Imposto de 1,5% sobre emissão de ADR vale a partir desta quinta

BRASÍLIA - O ministro da Fazenda, Guido Mantega, anunciou a taxação de 1,5% em Imposto sobre Operações Financeiras (IOF) nas operações de emissão de DR (Depositary Receipts), que é um recibo lastreado em ações. A medida vale a partir desta quinta e a atende a pedido da BM&FBovespa.

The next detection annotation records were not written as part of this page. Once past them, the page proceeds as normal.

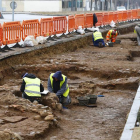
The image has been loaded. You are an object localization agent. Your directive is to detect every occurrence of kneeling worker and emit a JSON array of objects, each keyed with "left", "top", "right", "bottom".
[
  {"left": 92, "top": 28, "right": 105, "bottom": 47},
  {"left": 106, "top": 30, "right": 118, "bottom": 43},
  {"left": 20, "top": 73, "right": 44, "bottom": 102},
  {"left": 48, "top": 71, "right": 71, "bottom": 107},
  {"left": 134, "top": 24, "right": 140, "bottom": 46}
]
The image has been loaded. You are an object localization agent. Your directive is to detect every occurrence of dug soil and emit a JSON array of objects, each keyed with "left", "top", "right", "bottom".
[{"left": 0, "top": 33, "right": 140, "bottom": 140}]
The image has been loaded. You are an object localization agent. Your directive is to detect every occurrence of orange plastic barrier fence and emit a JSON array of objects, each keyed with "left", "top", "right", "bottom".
[
  {"left": 40, "top": 18, "right": 53, "bottom": 37},
  {"left": 85, "top": 14, "right": 93, "bottom": 28},
  {"left": 0, "top": 24, "right": 3, "bottom": 46},
  {"left": 108, "top": 12, "right": 114, "bottom": 23},
  {"left": 118, "top": 11, "right": 123, "bottom": 22},
  {"left": 137, "top": 9, "right": 140, "bottom": 19},
  {"left": 113, "top": 12, "right": 118, "bottom": 23},
  {"left": 68, "top": 15, "right": 75, "bottom": 33},
  {"left": 96, "top": 13, "right": 103, "bottom": 26},
  {"left": 2, "top": 21, "right": 21, "bottom": 45},
  {"left": 75, "top": 14, "right": 85, "bottom": 30},
  {"left": 103, "top": 12, "right": 110, "bottom": 25},
  {"left": 127, "top": 10, "right": 132, "bottom": 20},
  {"left": 122, "top": 11, "right": 127, "bottom": 21},
  {"left": 53, "top": 16, "right": 67, "bottom": 35},
  {"left": 132, "top": 9, "right": 138, "bottom": 20},
  {"left": 22, "top": 19, "right": 40, "bottom": 40}
]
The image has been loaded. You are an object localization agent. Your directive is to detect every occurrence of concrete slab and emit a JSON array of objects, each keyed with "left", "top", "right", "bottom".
[
  {"left": 131, "top": 127, "right": 140, "bottom": 140},
  {"left": 120, "top": 86, "right": 140, "bottom": 140}
]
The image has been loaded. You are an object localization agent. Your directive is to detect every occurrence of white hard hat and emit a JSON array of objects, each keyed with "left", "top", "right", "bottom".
[{"left": 94, "top": 28, "right": 99, "bottom": 32}]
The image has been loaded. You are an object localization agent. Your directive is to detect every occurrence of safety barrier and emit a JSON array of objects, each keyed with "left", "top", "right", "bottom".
[
  {"left": 113, "top": 12, "right": 118, "bottom": 23},
  {"left": 132, "top": 9, "right": 138, "bottom": 20},
  {"left": 118, "top": 11, "right": 123, "bottom": 22},
  {"left": 0, "top": 9, "right": 140, "bottom": 46},
  {"left": 0, "top": 24, "right": 3, "bottom": 46},
  {"left": 108, "top": 12, "right": 114, "bottom": 23},
  {"left": 85, "top": 14, "right": 93, "bottom": 28},
  {"left": 75, "top": 14, "right": 85, "bottom": 30},
  {"left": 96, "top": 13, "right": 103, "bottom": 26},
  {"left": 2, "top": 21, "right": 21, "bottom": 45},
  {"left": 40, "top": 18, "right": 53, "bottom": 37},
  {"left": 103, "top": 12, "right": 110, "bottom": 25},
  {"left": 68, "top": 15, "right": 75, "bottom": 33},
  {"left": 137, "top": 9, "right": 140, "bottom": 19},
  {"left": 53, "top": 16, "right": 67, "bottom": 34},
  {"left": 122, "top": 11, "right": 127, "bottom": 21},
  {"left": 127, "top": 10, "right": 132, "bottom": 21},
  {"left": 22, "top": 19, "right": 40, "bottom": 40}
]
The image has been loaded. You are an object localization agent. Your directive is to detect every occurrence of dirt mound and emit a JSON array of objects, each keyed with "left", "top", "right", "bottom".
[{"left": 0, "top": 34, "right": 140, "bottom": 140}]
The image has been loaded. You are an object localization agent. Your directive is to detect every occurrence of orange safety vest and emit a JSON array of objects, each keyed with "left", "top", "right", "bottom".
[{"left": 106, "top": 30, "right": 118, "bottom": 42}]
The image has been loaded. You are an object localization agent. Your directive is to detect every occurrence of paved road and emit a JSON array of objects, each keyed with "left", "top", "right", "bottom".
[{"left": 0, "top": 14, "right": 52, "bottom": 24}]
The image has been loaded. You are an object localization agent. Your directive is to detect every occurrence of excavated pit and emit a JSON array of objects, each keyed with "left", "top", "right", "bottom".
[{"left": 0, "top": 30, "right": 140, "bottom": 140}]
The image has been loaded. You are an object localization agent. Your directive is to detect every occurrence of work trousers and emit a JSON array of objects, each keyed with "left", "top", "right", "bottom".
[
  {"left": 58, "top": 95, "right": 71, "bottom": 106},
  {"left": 135, "top": 26, "right": 140, "bottom": 46}
]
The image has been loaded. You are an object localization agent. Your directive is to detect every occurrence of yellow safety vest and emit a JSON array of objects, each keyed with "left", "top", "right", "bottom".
[
  {"left": 50, "top": 73, "right": 69, "bottom": 97},
  {"left": 23, "top": 77, "right": 41, "bottom": 97},
  {"left": 93, "top": 32, "right": 103, "bottom": 41}
]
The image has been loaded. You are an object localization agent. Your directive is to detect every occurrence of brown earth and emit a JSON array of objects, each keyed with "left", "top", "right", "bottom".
[{"left": 0, "top": 33, "right": 140, "bottom": 140}]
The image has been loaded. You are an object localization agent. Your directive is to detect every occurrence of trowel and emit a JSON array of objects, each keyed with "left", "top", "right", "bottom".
[{"left": 40, "top": 90, "right": 49, "bottom": 95}]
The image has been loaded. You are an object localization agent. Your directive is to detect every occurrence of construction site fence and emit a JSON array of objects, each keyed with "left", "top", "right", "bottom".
[{"left": 0, "top": 9, "right": 140, "bottom": 46}]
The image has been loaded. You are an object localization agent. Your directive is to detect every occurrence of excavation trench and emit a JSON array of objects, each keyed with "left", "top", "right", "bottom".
[{"left": 0, "top": 23, "right": 140, "bottom": 140}]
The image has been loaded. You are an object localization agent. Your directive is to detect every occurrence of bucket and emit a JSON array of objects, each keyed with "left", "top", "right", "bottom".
[
  {"left": 115, "top": 40, "right": 121, "bottom": 44},
  {"left": 87, "top": 94, "right": 97, "bottom": 104},
  {"left": 77, "top": 96, "right": 90, "bottom": 106},
  {"left": 108, "top": 42, "right": 113, "bottom": 47}
]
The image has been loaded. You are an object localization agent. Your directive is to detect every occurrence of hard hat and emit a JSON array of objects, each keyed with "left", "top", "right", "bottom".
[
  {"left": 21, "top": 72, "right": 28, "bottom": 78},
  {"left": 94, "top": 28, "right": 99, "bottom": 32},
  {"left": 112, "top": 31, "right": 116, "bottom": 35}
]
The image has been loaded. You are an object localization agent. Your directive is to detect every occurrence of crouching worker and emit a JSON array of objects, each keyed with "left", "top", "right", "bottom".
[
  {"left": 92, "top": 28, "right": 105, "bottom": 48},
  {"left": 106, "top": 30, "right": 118, "bottom": 43},
  {"left": 48, "top": 71, "right": 71, "bottom": 108},
  {"left": 20, "top": 73, "right": 44, "bottom": 102},
  {"left": 134, "top": 24, "right": 140, "bottom": 46}
]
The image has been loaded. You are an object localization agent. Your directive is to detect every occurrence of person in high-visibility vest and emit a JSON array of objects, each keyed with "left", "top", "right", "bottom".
[
  {"left": 92, "top": 28, "right": 105, "bottom": 47},
  {"left": 20, "top": 73, "right": 44, "bottom": 102},
  {"left": 48, "top": 71, "right": 71, "bottom": 106},
  {"left": 134, "top": 24, "right": 140, "bottom": 46},
  {"left": 106, "top": 30, "right": 118, "bottom": 43}
]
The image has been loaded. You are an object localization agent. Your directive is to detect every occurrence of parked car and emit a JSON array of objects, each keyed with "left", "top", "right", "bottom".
[{"left": 117, "top": 6, "right": 126, "bottom": 11}]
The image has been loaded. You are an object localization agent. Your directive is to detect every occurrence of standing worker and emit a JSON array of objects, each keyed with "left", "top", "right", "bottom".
[
  {"left": 20, "top": 73, "right": 44, "bottom": 102},
  {"left": 92, "top": 28, "right": 105, "bottom": 48},
  {"left": 134, "top": 24, "right": 140, "bottom": 46},
  {"left": 48, "top": 71, "right": 71, "bottom": 108},
  {"left": 106, "top": 30, "right": 118, "bottom": 43}
]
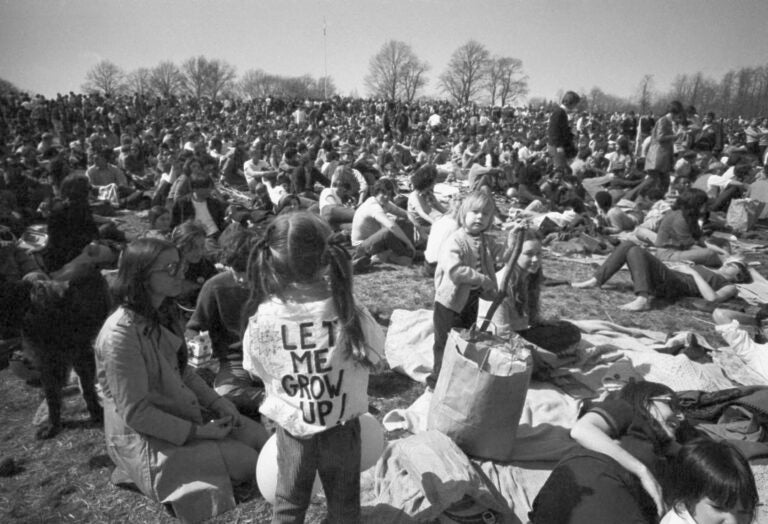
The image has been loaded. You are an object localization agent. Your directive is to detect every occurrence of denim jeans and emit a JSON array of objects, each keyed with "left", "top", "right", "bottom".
[
  {"left": 427, "top": 289, "right": 480, "bottom": 389},
  {"left": 595, "top": 241, "right": 700, "bottom": 298},
  {"left": 213, "top": 359, "right": 264, "bottom": 420},
  {"left": 272, "top": 419, "right": 361, "bottom": 524}
]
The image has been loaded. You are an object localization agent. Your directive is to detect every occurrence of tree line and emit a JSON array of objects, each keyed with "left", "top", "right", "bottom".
[
  {"left": 365, "top": 40, "right": 528, "bottom": 106},
  {"left": 82, "top": 56, "right": 336, "bottom": 100},
  {"left": 7, "top": 40, "right": 768, "bottom": 118}
]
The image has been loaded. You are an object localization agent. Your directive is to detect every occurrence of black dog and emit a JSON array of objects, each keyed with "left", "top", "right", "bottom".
[{"left": 20, "top": 265, "right": 111, "bottom": 439}]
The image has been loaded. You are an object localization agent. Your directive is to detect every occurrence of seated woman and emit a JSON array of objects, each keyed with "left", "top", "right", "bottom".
[
  {"left": 318, "top": 179, "right": 355, "bottom": 231},
  {"left": 656, "top": 188, "right": 722, "bottom": 267},
  {"left": 408, "top": 164, "right": 446, "bottom": 245},
  {"left": 144, "top": 206, "right": 171, "bottom": 240},
  {"left": 43, "top": 173, "right": 99, "bottom": 273},
  {"left": 187, "top": 226, "right": 264, "bottom": 420},
  {"left": 661, "top": 440, "right": 759, "bottom": 524},
  {"left": 171, "top": 220, "right": 217, "bottom": 311},
  {"left": 95, "top": 238, "right": 268, "bottom": 521},
  {"left": 529, "top": 381, "right": 684, "bottom": 524},
  {"left": 595, "top": 191, "right": 638, "bottom": 235},
  {"left": 478, "top": 229, "right": 581, "bottom": 353},
  {"left": 571, "top": 241, "right": 752, "bottom": 311}
]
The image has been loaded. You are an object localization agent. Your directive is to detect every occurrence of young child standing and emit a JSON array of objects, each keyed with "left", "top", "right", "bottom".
[
  {"left": 243, "top": 212, "right": 384, "bottom": 523},
  {"left": 427, "top": 190, "right": 498, "bottom": 389}
]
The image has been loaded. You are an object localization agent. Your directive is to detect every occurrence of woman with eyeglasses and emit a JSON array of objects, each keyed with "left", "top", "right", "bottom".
[
  {"left": 530, "top": 381, "right": 695, "bottom": 524},
  {"left": 96, "top": 238, "right": 267, "bottom": 522}
]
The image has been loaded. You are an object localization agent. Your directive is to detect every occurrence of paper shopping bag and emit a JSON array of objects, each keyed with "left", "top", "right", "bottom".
[{"left": 427, "top": 330, "right": 533, "bottom": 462}]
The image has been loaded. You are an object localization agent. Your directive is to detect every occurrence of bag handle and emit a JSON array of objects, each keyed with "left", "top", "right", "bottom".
[{"left": 479, "top": 222, "right": 528, "bottom": 331}]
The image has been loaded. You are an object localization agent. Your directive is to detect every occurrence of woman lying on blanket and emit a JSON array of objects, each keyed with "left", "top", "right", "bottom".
[
  {"left": 571, "top": 241, "right": 752, "bottom": 311},
  {"left": 529, "top": 381, "right": 689, "bottom": 524},
  {"left": 478, "top": 229, "right": 581, "bottom": 353}
]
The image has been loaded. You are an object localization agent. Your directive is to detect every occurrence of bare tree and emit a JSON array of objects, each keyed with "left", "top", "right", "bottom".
[
  {"left": 440, "top": 40, "right": 490, "bottom": 104},
  {"left": 149, "top": 60, "right": 184, "bottom": 97},
  {"left": 486, "top": 56, "right": 528, "bottom": 106},
  {"left": 242, "top": 69, "right": 277, "bottom": 98},
  {"left": 400, "top": 60, "right": 429, "bottom": 103},
  {"left": 237, "top": 69, "right": 336, "bottom": 98},
  {"left": 83, "top": 60, "right": 125, "bottom": 96},
  {"left": 181, "top": 55, "right": 208, "bottom": 99},
  {"left": 181, "top": 55, "right": 235, "bottom": 100},
  {"left": 365, "top": 40, "right": 429, "bottom": 100},
  {"left": 206, "top": 58, "right": 237, "bottom": 100},
  {"left": 637, "top": 75, "right": 653, "bottom": 115},
  {"left": 125, "top": 67, "right": 152, "bottom": 95}
]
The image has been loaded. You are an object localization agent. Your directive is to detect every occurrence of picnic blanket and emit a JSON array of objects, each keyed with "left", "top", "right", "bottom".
[{"left": 378, "top": 310, "right": 756, "bottom": 522}]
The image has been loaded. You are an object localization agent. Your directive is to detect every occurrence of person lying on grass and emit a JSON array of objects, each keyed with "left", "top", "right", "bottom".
[{"left": 571, "top": 241, "right": 752, "bottom": 311}]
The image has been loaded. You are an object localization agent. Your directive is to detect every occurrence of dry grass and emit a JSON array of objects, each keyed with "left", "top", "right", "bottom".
[{"left": 0, "top": 207, "right": 768, "bottom": 523}]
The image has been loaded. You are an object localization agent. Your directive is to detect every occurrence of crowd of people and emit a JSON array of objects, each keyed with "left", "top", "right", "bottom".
[{"left": 0, "top": 91, "right": 768, "bottom": 524}]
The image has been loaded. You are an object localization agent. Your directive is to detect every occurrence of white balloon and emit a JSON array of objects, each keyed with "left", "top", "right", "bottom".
[
  {"left": 256, "top": 435, "right": 322, "bottom": 505},
  {"left": 360, "top": 413, "right": 387, "bottom": 471}
]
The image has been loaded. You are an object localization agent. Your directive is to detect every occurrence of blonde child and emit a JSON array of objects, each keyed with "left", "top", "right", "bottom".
[
  {"left": 243, "top": 212, "right": 384, "bottom": 523},
  {"left": 427, "top": 190, "right": 499, "bottom": 389}
]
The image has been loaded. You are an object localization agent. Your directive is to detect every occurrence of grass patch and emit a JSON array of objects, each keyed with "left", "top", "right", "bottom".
[{"left": 0, "top": 207, "right": 766, "bottom": 524}]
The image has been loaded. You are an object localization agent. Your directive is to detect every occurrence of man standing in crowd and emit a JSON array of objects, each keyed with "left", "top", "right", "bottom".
[{"left": 547, "top": 91, "right": 581, "bottom": 171}]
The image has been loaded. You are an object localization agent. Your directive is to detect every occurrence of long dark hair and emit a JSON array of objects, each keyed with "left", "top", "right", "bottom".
[
  {"left": 505, "top": 229, "right": 544, "bottom": 319},
  {"left": 673, "top": 188, "right": 709, "bottom": 240},
  {"left": 112, "top": 237, "right": 181, "bottom": 334},
  {"left": 245, "top": 211, "right": 368, "bottom": 364},
  {"left": 617, "top": 380, "right": 675, "bottom": 452},
  {"left": 664, "top": 439, "right": 759, "bottom": 520}
]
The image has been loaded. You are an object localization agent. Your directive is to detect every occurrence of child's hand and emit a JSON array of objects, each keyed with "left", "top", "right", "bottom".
[
  {"left": 480, "top": 277, "right": 496, "bottom": 293},
  {"left": 195, "top": 416, "right": 233, "bottom": 440}
]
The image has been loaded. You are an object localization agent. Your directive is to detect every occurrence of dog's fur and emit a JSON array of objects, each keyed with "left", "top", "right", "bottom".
[{"left": 20, "top": 265, "right": 111, "bottom": 439}]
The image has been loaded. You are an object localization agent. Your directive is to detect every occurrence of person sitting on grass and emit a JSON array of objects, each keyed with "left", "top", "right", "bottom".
[
  {"left": 352, "top": 178, "right": 415, "bottom": 268},
  {"left": 478, "top": 229, "right": 581, "bottom": 353},
  {"left": 571, "top": 241, "right": 752, "bottom": 311},
  {"left": 187, "top": 227, "right": 264, "bottom": 420},
  {"left": 95, "top": 238, "right": 269, "bottom": 522},
  {"left": 408, "top": 164, "right": 446, "bottom": 245},
  {"left": 595, "top": 191, "right": 637, "bottom": 235},
  {"left": 85, "top": 148, "right": 142, "bottom": 207},
  {"left": 143, "top": 206, "right": 171, "bottom": 240},
  {"left": 171, "top": 171, "right": 227, "bottom": 249},
  {"left": 656, "top": 188, "right": 722, "bottom": 267},
  {"left": 171, "top": 220, "right": 217, "bottom": 310}
]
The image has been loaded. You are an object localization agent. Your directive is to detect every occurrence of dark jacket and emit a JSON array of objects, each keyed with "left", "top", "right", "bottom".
[
  {"left": 547, "top": 107, "right": 576, "bottom": 158},
  {"left": 171, "top": 195, "right": 227, "bottom": 232}
]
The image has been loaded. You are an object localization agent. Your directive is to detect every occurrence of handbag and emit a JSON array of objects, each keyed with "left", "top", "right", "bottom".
[{"left": 427, "top": 330, "right": 533, "bottom": 462}]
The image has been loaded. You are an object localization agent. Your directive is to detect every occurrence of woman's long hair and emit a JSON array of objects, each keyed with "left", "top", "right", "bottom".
[
  {"left": 505, "top": 229, "right": 544, "bottom": 319},
  {"left": 674, "top": 188, "right": 709, "bottom": 240},
  {"left": 618, "top": 380, "right": 675, "bottom": 453},
  {"left": 112, "top": 237, "right": 181, "bottom": 332},
  {"left": 245, "top": 211, "right": 368, "bottom": 364},
  {"left": 664, "top": 439, "right": 759, "bottom": 520}
]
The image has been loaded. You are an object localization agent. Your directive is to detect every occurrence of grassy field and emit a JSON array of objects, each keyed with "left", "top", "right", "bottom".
[{"left": 0, "top": 208, "right": 768, "bottom": 523}]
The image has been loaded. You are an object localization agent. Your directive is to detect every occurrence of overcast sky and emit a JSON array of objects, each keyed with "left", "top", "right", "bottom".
[{"left": 0, "top": 0, "right": 768, "bottom": 98}]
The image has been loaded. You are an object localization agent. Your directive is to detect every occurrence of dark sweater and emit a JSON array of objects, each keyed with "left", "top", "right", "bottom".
[{"left": 187, "top": 271, "right": 248, "bottom": 360}]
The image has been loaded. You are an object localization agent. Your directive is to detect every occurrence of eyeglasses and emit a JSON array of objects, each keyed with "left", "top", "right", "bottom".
[
  {"left": 149, "top": 261, "right": 182, "bottom": 277},
  {"left": 648, "top": 395, "right": 681, "bottom": 413}
]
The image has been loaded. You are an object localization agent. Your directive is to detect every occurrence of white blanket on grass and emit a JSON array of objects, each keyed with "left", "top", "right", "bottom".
[{"left": 380, "top": 310, "right": 733, "bottom": 522}]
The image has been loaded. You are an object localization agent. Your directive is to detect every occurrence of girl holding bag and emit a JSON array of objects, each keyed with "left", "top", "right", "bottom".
[{"left": 427, "top": 191, "right": 499, "bottom": 390}]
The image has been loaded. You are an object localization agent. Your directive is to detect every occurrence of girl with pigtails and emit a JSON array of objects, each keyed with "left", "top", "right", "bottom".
[{"left": 243, "top": 212, "right": 384, "bottom": 523}]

O ministro explicou que, desde a taxação de 2% de IOF nos recursos externos que entram para renda fixa e ações, a direção da BM&FBovespa tem reclamado ao governo que a medida levaria a uma fuga de aplicações no mercado local. Ou seja, os investidores passariam a comprar ações de empresas brasileiras na Bolsa de Nova York, via ADR (American Depositary Receipts), para escapar do tributo.

O ministro não confirmou se isso ocorreu, nem deu números. O presidente da Bolsa, Edemir Pinto, disse em entrevista há duas semanas que, se contar desde o primeiro dia da taxação, "há algumas ADRs que já negociaram três vezes o volume de antes".

"A medida é para fortalecer o mercado de capitais no Brasil e corrigir possíveis distorções " , explicou Mantega. Segundo ele, o IOF de 1,5% incidirá no momento em que as ações forem transferidas para um banco custodiante no Brasil.

Mantega disse que, ao completar um mês da tributação de 2% sobre investimento externo em ações e renda fixa, o balanço que se faz é que a medida foi positiva. "O objetivo era atenuar a excessiva valorização do câmbio, e o que vimos é que a volatilidade se atenuou", disse ele.

O próprio ministro citou que, em 19 de outubro, quando anunciou a tributação, a taxa de câmbio era a mesma da média apurada hoje: R$ 1,71.

"O governo não trabalha com nenhuma meta de câmbio. O câmbio é flutuante. Não há meta de câmbio no Brasil e as ações do governo são no sentido de atenuar a volatilidade, comprando dólares excedentes no mercado", disse o ministro.